Clear gets taste of Internet rough and tumble

Clear Net has joined the rough and tumble of the Internet trade, with one of its first customer accounts being used to 'spam' thousands of Ihug customers.

Clear Net has joined the rough and tumble of the Internet trade, with one of its first customer accounts being used to "spam" thousands of Ihug customers.

The incident is the latest in a developing feud between the sender of the spam, Andrew Hooper, and Ihug manager Tim Wood, which has now taken in illegal "warez", billing disputes, stolen password files and the "bouncing" of mail off another company's server.

Hooper's mailout on Tuesday sought detailed listings for an Internet directory he plans to establish next year. He has admitted to @IDG that he used an illicitly obtained Ihug customer password file as a database, but said he was "not at liberty to say how I got it. If Ihug had been a little nicer I might have told them where their security problems were."

Clear Net spokesman Ian Parkes told @IDG that his company had received several complaints about the mailout and, after discussion with Wood, had notified Hooper that his action was in breach of Clear Net's terms and conditions and his account would be terminated if he did the same thing again.

Hooper says he had "a great response" from Ihug customers and only one complaint--"the complaints Clear got were all from Ihug staff".

The fact that the mailout from his Clear Net account came though the SMTP server of his former employer, NZNet, was, he says, "because I didn't have the address of the Clear one. It's just the one I had to hand. I would have used the Ihug server if I could have remembered the address."

Hooper is also at a loss as to why the headers on the mail should show that the mail came from, suggesting that "maybe it's just the way my email software works".

NZNet spokesman Stephen Andrews says he spoke to Hooper after being contacted by @IDG about the unusual header information "and have told him I'm extremely unimpressed that he should bounce mail off our server like this. But he absolutely does not have root access to our system. He didn't even have a shell account when he worked for us."

Ihug manager Tim Wood says he had been considering blocking all mail access from Clear Net but was "pretty impressed with Clear's action--it's possibly a little bit soft, but then, they're new. On the other hand, we're pretty impressed with ourselves, in that we've avoided the awful prospect of having to put a total block on mail coming from the domain. With the help of the sendmail manual and some good advice from CICNet, who provide us with a newsfeed, we've devised a way to block mail only from that sender."

Hooper says Ihug's mail blocking is another blow to his business interests, in a course of actions which began when Ihug cancelled a telehousing contract for an ftp server owned by Hooper--because, according to Wood, it had been found to be the source of "gigabytes" of traffic in warez (illegally distributed registered software)--and because Hooper had not paid his bills.

Hooper agrees that "some idiot client of mine was storing warez on the server. Most of it was actually beta software, and some was shareware, but nonetheless I took him offline.

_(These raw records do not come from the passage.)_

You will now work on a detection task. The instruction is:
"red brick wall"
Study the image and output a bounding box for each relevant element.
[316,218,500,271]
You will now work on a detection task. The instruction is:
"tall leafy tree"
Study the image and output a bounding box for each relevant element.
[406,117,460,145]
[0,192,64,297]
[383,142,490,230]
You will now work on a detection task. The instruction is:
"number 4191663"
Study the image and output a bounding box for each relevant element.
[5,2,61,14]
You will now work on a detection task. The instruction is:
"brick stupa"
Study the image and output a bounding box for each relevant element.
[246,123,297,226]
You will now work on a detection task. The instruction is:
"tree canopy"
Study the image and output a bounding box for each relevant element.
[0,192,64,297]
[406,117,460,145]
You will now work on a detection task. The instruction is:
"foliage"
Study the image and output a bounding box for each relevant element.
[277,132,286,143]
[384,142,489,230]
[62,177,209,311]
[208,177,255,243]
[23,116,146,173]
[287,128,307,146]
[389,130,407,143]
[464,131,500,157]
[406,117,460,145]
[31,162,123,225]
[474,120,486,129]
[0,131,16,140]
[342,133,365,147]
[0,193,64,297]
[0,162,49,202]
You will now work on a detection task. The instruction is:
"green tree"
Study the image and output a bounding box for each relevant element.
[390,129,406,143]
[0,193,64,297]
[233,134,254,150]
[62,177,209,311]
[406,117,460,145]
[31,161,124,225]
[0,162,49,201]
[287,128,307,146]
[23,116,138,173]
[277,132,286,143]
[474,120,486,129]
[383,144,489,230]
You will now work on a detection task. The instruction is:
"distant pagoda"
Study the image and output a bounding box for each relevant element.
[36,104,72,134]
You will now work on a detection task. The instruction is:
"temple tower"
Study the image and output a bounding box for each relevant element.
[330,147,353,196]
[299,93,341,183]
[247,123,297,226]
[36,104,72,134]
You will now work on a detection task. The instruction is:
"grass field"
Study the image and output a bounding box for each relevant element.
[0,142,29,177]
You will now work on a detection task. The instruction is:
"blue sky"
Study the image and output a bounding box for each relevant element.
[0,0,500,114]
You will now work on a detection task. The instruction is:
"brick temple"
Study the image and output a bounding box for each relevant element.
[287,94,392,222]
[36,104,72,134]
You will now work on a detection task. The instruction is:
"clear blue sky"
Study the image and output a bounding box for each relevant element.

"The bills were in query because we had received such poor transfer rates. I think one of Ihug's Max boxes had a problem which was causing the poor performance. There was also the issue of intereference with my machine. The port was broken and two screws were missing. An Ihug staff member was willing to give an anonymous statement on what happened--we know who it was who tampered with it. This person set up an account on the machine called 'backdoor'. After that, Tim got anti, kicked our server out and killed all my accounts.

"Now they've blocked my mail access to Ihug. Who makes them God? They can't deny me access. Someone's got to turn around and start sticking up for the little man."

Wood acknowledges that an Ihug staff member did log on to Hooper's server, using a password provided by an Ihug employee who was a friend of Hooper's, "because he was concerned at the amount of traffic it was generating--which was a lot more than our own main ftp server. It was actually killing our link speed. My staff member logged on to the machine to see if there were warez on on it--which there were.

"It appears that someone has at some time taken the machine apart--the parallel port had been zapped and there were two screws missing, but we don't even know if that happened while we were housing it. Given that my employee was going to be a trainee policeman before he joined, I'm inclined to believe him."

Wood says that the Ihug staff member who had provided the password to Hooper's machine was on "leave of absence" and was unlikely to return to work at Ihug. He is believed to have been offered a job by Hooper in a new ISP-style business Hooper has advertised in local newsgroups.

While both sides stick to their guns--and Clear and NZNet keep an eye on their logs and wonder how they came to be involved--Hooper has declared in an IRC discussion that he was "not going to play nicey-nicey anymore".